What AI means for the future of marketing: an existential story

Advances in AI are transforming the traditional agency model. See how AI marketing tools like ChatGPT and Compass are changing the way we do marketing.

Emily Fitzgerald
4 MIN|July 3, 2024
The marketing agency is dead.

Last year, our agency took a hit.

It was March, to be specific, and rain slapped the walkways. It was wet, but not enough to recover the deficit a year before.

Most of us trudged into the office. We hung our dark coats in dark corners. We sat at desks and slipped into software.

The blank screen is every writer’s nightmare. It’s a freshly made bed, or fallen snow, or the virginal seal of an envelope. It’s a block. Writers can be perfectionists, and don’t like to mess it up.

‘You should try ChatGPT,’ Chris, CEO, AI-aficionado said. ‘It’s like magic. It writes content.’

I’d heard about ChatGPT. We all had: the writers. An AI tool that fills the blank page. A piece of software that writes – quicker than we could.

Most of us resisted, in a way that was calcitrant. We were, despite our Apple watches, and coffees from Pret, a set of revolutionaries. Luddites, opposing looms. Carriage drivers, opposing cars. We were – we knew – fighting an inevitable transition to AI in marketing.

The ChatGPT trap

My first encounter with ChatGPT was covert. I sat with it, in my room, and summoned it, genie-like.

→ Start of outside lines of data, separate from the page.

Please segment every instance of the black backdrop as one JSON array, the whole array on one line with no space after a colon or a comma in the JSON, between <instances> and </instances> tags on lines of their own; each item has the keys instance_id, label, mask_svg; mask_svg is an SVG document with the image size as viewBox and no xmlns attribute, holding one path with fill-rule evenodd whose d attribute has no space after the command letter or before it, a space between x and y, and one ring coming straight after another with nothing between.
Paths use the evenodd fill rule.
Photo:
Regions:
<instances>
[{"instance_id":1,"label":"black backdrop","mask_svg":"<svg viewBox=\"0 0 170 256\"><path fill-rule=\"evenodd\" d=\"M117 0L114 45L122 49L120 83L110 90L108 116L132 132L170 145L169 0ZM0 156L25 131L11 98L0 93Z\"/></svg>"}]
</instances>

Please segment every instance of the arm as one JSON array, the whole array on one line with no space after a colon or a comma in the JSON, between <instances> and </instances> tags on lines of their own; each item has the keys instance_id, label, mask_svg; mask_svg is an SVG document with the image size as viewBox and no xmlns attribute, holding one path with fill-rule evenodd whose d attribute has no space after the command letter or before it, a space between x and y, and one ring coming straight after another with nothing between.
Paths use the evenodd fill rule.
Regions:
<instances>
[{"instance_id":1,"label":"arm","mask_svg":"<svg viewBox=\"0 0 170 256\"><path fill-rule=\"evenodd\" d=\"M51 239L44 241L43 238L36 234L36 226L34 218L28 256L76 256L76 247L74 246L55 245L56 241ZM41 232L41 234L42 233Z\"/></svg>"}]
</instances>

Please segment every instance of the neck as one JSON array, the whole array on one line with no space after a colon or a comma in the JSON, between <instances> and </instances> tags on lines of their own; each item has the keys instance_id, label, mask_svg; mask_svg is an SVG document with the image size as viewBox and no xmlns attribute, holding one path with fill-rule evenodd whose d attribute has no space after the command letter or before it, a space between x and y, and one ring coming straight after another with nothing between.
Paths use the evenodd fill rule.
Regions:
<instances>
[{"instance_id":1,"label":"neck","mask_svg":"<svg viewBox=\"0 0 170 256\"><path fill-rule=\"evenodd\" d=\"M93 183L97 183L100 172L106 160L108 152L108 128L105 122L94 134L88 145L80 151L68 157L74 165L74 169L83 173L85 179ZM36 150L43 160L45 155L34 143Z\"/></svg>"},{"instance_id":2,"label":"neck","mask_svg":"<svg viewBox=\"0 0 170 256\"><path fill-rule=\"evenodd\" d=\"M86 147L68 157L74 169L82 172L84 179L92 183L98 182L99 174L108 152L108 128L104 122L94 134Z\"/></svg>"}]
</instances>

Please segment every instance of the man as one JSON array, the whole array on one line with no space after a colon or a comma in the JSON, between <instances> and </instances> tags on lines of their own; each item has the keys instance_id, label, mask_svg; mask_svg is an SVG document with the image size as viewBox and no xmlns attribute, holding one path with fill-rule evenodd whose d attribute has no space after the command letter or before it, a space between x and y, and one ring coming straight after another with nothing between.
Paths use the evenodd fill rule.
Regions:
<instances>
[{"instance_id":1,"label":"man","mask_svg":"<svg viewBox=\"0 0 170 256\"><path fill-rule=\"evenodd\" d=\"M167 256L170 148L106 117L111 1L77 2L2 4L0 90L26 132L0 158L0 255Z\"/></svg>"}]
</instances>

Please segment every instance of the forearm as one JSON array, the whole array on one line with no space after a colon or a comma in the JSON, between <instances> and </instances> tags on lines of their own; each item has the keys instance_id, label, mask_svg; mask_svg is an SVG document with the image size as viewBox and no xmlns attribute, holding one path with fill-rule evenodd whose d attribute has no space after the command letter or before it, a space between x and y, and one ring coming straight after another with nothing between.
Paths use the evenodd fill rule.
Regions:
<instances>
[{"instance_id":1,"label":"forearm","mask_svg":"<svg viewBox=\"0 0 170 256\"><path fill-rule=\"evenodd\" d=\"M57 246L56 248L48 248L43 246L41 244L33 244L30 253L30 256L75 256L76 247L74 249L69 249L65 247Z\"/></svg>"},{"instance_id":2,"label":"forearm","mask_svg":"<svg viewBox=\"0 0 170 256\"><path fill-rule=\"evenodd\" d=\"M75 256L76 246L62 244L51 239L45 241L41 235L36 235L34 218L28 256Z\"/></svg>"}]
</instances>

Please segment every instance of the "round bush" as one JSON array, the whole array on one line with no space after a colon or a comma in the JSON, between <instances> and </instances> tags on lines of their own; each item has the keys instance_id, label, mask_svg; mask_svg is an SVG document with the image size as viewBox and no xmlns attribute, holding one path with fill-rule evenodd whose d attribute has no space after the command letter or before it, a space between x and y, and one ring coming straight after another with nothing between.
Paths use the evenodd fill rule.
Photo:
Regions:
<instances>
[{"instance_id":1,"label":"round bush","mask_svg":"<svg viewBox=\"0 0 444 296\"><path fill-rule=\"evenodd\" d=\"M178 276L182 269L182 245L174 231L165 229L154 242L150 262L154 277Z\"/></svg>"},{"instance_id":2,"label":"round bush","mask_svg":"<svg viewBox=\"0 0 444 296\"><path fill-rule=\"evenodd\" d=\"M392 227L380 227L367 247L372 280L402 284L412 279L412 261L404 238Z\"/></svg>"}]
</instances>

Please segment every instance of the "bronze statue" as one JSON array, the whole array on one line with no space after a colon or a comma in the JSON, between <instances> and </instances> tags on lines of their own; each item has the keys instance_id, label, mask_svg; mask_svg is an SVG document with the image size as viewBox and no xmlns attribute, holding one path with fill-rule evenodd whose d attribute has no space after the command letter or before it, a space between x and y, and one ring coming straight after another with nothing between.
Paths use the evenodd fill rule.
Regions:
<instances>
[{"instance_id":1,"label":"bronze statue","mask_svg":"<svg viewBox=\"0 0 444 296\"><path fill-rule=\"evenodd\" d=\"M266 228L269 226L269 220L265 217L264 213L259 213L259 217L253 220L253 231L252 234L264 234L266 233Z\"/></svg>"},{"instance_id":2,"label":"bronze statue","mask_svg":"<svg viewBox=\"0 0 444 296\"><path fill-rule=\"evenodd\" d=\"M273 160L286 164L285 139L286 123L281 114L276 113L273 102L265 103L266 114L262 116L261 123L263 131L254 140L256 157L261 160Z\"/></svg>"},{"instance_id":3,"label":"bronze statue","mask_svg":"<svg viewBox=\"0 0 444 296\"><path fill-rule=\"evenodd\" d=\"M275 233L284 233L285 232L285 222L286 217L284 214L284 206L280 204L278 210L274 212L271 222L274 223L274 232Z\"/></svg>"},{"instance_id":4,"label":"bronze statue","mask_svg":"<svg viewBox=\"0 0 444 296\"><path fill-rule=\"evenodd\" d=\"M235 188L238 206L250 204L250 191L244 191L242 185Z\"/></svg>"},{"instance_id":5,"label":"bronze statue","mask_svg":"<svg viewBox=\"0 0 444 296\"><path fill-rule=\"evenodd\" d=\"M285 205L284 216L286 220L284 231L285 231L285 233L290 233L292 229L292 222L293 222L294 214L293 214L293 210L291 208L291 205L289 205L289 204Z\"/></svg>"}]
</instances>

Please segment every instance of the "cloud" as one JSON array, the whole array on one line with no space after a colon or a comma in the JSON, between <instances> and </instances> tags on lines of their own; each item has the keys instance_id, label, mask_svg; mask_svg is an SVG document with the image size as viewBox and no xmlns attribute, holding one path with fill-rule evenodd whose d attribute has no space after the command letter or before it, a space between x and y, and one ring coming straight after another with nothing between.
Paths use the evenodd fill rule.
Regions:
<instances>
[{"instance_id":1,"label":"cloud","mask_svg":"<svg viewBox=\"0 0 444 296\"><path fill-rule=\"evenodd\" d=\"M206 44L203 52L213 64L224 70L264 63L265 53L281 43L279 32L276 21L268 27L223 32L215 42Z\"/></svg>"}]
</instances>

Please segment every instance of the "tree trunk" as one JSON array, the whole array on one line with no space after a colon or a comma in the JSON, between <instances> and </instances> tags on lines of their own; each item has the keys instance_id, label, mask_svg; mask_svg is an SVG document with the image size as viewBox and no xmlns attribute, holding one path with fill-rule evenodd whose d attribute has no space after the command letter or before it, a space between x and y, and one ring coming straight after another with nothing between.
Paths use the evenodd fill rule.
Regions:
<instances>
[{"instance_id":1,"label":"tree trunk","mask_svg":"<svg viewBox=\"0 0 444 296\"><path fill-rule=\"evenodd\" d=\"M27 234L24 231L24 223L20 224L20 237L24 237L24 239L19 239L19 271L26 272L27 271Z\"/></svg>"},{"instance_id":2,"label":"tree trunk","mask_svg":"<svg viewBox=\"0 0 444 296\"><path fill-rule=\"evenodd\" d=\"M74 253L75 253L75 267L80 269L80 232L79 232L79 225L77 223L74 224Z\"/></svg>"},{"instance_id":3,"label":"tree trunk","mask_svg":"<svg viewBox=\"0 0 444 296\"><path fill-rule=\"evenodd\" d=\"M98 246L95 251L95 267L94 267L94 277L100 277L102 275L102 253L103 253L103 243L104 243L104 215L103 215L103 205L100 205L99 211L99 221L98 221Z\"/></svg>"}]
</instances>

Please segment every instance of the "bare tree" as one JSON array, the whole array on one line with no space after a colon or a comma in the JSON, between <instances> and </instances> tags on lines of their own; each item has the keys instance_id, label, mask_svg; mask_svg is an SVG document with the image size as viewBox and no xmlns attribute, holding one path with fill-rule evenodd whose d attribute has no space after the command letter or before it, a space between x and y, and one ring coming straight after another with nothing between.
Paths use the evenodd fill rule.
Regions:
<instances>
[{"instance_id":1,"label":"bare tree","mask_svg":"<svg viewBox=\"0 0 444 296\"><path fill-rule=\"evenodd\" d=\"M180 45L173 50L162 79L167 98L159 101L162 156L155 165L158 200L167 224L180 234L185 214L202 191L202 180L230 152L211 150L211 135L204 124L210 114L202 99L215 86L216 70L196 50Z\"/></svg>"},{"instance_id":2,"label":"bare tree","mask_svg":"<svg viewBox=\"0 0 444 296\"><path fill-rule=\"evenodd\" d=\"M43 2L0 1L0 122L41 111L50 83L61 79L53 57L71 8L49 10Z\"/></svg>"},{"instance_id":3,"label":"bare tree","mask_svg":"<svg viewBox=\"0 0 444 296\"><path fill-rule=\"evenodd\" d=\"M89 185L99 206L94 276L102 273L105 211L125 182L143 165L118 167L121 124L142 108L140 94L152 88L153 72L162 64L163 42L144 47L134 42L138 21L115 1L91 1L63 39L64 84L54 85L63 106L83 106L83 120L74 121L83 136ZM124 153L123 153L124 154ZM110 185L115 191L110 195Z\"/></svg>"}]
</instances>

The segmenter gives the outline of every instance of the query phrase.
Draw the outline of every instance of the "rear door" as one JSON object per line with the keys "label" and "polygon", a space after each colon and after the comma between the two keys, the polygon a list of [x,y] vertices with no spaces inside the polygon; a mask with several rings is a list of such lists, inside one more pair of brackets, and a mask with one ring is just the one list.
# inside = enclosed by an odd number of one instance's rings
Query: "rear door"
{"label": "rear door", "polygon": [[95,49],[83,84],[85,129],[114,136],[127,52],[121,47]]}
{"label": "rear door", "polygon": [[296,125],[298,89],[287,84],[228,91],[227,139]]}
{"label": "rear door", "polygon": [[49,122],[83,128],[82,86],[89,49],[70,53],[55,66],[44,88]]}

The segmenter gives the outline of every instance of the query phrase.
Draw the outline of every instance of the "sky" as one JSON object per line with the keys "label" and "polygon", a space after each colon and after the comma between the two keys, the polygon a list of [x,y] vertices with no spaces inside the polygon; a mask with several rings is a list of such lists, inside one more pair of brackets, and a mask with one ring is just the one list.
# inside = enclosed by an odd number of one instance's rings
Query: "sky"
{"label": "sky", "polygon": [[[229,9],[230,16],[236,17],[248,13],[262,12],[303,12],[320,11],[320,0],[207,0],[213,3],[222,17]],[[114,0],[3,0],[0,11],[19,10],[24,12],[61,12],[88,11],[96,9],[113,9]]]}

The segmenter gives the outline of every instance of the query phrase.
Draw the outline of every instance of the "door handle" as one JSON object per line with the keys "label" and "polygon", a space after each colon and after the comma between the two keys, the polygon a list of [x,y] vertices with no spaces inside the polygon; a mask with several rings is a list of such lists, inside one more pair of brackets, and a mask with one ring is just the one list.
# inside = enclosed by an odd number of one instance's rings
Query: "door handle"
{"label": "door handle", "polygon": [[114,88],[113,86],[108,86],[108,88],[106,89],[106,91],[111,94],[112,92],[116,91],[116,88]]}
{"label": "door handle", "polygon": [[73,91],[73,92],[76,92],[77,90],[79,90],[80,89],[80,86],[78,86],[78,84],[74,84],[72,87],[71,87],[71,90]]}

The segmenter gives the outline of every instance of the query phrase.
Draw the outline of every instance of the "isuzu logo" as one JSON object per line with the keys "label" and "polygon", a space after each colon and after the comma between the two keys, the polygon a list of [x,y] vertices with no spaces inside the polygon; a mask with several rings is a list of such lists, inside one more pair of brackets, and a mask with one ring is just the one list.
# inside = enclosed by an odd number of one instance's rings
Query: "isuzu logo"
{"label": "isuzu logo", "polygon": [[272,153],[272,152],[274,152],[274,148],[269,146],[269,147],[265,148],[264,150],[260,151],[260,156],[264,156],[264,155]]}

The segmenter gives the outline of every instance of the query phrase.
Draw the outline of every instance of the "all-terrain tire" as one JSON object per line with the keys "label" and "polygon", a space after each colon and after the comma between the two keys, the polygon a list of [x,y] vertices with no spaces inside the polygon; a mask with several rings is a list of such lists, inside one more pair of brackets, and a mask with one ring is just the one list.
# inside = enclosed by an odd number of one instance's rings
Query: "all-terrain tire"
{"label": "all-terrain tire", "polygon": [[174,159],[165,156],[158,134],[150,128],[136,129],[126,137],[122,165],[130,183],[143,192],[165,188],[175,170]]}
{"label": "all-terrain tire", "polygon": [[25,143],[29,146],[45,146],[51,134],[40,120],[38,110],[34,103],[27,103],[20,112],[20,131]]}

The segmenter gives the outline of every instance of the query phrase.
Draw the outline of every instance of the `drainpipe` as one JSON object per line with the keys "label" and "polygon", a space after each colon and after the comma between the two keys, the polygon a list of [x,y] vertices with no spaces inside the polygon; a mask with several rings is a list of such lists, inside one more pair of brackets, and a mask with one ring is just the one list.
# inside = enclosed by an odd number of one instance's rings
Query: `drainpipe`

‘Tell me about content marketing.’

‘What’s the Microsoft ecosystem?’

‘What is process automation?’

The tool was flawless. It wrote clearly, and sensibly, and – as I broached topics I knew about – was on the money. I snapped the laptop shut, twice. A last gesture of defiance.

‘Great,’ I said.

ChatGPT was an assistant, and a tool – not a usurper. Not yet.

One month later

A month later, ChatGPT was an open tab. It sat, temptingly, next to Word. I wrote less and deferred more. Asked stupid questions; asked things I knew I knew. Self-doubt crept in.

‘Is this good, ChatGPT?’

‘Is this writing good?’

Validation from a robot. I pictured my own bleak future as a writer. Bashing prompts, monkey-like, into a machine. Autonomy, integrity. Gone.

Five months later

Five months later, in hot August, I was using it regularly for my b2b content marketing work.. ChatGPT was an assistant, and a tool – not a usurper. Not yet.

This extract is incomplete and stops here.